The $101,000-$102,000 range witnessed almost 200,000 BTC accumulation, with a substantial amount of 60,000 BTC centered at $101,330. In a similar manner, $102,800 stands out as it represents an area where nearly 37,000 BTC were accumulated, demonstrating ongoing buying interest even at these elevated levels.
Interestingly, Bitcoin whales – wallets holding substantial amounts of BTC – have surged since Donald Trump’s presidential election victory, indicating renewed confidence in the cryptocurrency. This trend is notable, as their previous activity has been closely tied to market movements.
However, historical patterns suggest caution. Long-term holders frequently sell near market tops, as observed during significant price drops during the 2017 and 2021 bull runs, immediately before the final price surge. Some analysts believe we may be on the cusp of a similar pattern emerging.
Miner activity also plays a crucial role in shaping the market. Over the past year, miners collectively shed around 4.74% of their collective BTC balance, dropping from 1.99 million to 1.9 million BTC. This steady selling appears driven by operational cost management rather than panic. Miners seem to be offloading steadily but not in large quantities, which implies they are likely selling to cover operational expenses.
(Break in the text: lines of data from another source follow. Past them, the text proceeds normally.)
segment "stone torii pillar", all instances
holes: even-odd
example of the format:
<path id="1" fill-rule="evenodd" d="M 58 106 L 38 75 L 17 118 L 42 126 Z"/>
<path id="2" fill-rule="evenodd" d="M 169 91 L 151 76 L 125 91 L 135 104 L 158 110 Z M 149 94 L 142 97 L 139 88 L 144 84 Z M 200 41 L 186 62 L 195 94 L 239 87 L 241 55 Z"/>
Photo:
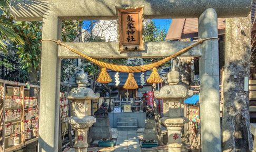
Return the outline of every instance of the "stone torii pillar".
<path id="1" fill-rule="evenodd" d="M 43 20 L 43 39 L 59 40 L 61 39 L 62 20 L 116 19 L 116 7 L 142 5 L 144 5 L 143 16 L 146 19 L 199 17 L 199 37 L 204 38 L 218 36 L 217 14 L 218 17 L 246 17 L 251 10 L 252 1 L 26 0 L 12 1 L 10 7 L 11 13 L 16 20 Z M 188 44 L 189 42 L 149 42 L 145 44 L 145 50 L 144 51 L 121 53 L 118 51 L 117 43 L 68 44 L 95 58 L 166 57 L 188 46 Z M 202 56 L 200 60 L 200 73 L 203 151 L 221 150 L 220 109 L 218 105 L 219 95 L 217 94 L 219 80 L 216 78 L 219 75 L 219 66 L 216 64 L 218 48 L 216 40 L 208 40 L 204 41 L 202 45 L 182 55 Z M 156 50 L 159 51 L 155 51 Z M 100 53 L 95 53 L 96 51 Z M 38 139 L 40 152 L 57 151 L 60 58 L 80 57 L 68 51 L 65 51 L 63 47 L 58 47 L 54 42 L 43 42 Z M 210 100 L 212 96 L 212 100 Z"/>
<path id="2" fill-rule="evenodd" d="M 205 10 L 198 19 L 199 38 L 218 37 L 217 14 Z M 217 39 L 204 41 L 199 59 L 200 117 L 202 151 L 221 151 L 220 113 L 219 43 Z"/>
Furthermore, Bitcoin spot ETFs recorded net inflows of $2.17 billion from December 9 to December 13. BlackRock’s IBIT ETF led the charge with a staggering $1.51 billion in inflows, followed closely by Fidelity’s FBTC ETF with $598 million.
As Bitcoin consolidates above $106,000, these factors – whale activity, miner behavior, and institutional inflows – continue to propel its trajectory, sparking speculation regarding whether this marks the start of a market top or simply another milestone on the way up.